À l’heure du lunch, la famille de Patrick fut introduite dans la salle à manger du vice-roi. Edith, très-bien inspirée par son esprit, avait une toilette des plus simples, mais jamais les hautes glaces vénitiennes du palais du gouvernement n’avaient réfléchi une aussi merveilleuse beauté.

Le vice-roi porta vivement la main à ses yeux, comme si ses paupières eussent tout à coup subi une éblouissante irradiation de soleil. La mère, qui ne perdait rien de ce qui se passait devant elle, vit le mouvement du vice-roi et se réjouit dans son cœur.

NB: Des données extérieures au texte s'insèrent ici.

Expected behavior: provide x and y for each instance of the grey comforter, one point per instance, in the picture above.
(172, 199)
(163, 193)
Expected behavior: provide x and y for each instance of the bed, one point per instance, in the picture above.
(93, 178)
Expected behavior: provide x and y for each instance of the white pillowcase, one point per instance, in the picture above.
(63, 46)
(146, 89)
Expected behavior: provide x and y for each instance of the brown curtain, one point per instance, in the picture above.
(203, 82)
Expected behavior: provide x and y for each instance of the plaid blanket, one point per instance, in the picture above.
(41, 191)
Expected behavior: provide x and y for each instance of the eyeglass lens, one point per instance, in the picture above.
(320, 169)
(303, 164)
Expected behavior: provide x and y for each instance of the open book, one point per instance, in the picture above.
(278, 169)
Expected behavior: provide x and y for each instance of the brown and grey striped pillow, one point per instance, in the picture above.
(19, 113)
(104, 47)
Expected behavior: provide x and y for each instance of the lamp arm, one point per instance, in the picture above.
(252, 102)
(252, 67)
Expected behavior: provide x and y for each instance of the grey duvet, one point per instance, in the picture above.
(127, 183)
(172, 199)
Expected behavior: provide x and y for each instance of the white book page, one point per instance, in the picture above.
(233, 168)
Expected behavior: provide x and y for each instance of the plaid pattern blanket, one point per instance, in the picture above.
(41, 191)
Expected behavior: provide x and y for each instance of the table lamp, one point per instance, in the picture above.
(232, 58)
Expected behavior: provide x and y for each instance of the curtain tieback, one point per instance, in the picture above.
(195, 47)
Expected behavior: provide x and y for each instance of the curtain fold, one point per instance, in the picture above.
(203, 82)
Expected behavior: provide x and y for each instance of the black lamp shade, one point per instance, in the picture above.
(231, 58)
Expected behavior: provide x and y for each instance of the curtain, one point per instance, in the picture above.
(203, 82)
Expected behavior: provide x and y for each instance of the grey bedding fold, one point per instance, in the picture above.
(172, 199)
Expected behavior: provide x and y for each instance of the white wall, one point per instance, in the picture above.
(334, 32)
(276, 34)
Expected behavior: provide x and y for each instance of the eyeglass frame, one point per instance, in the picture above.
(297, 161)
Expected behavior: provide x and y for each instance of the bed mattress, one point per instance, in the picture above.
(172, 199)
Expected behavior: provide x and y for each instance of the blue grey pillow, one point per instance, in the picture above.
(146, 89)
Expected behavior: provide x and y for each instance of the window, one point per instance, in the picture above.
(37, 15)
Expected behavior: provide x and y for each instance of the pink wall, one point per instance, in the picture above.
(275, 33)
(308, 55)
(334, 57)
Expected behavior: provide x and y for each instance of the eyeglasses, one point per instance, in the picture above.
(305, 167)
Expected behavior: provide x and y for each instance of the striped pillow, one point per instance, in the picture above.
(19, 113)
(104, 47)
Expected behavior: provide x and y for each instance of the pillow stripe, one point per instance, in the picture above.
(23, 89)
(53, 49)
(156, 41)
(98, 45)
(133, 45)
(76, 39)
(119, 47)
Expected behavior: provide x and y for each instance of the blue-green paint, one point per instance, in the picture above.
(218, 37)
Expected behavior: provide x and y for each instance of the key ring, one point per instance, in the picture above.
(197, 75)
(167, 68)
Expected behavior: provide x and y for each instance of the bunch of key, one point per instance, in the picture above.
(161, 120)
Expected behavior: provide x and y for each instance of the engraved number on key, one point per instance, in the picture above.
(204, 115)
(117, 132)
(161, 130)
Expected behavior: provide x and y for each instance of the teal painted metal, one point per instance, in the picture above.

Edith, invitée à prendre place devant une tasse de thé, s’assit avec l’aisance d’une lady habituée au monde ; rien dans son maintien n’annonçait une fille de campagne ; à force d’être belle, Edith était devenue grande dame à son insu : le vice-roi la regardait, comme un artiste regarde un chef-d’œuvre de marbre exhumé d’une fouille, et, en la regardant, il oubliait sa vice-royauté, son rang suprême, ses préjugés aristocratiques, ses hautes alliances de famille, enfin toutes les servitudes écrites sur le cahier des charges de la fière noblesse d’Albion.

Ce lunch fut décisif pour l’avenir du vice-roi, et d’autres ’lunchs, plus dangereux encore, suivirent le premier. La mère d’Edith ne perdait pas un signe, un geste, un mouvement du vice-roi, et lorsqu’elle jugea le moment favorable, elle dit au vice-roi, que des affaires importantes appelaient son mari sur le continent ; et que même ils partiraient bientôt tous les trois pour l’Inde, où un établissement considérable les attendait.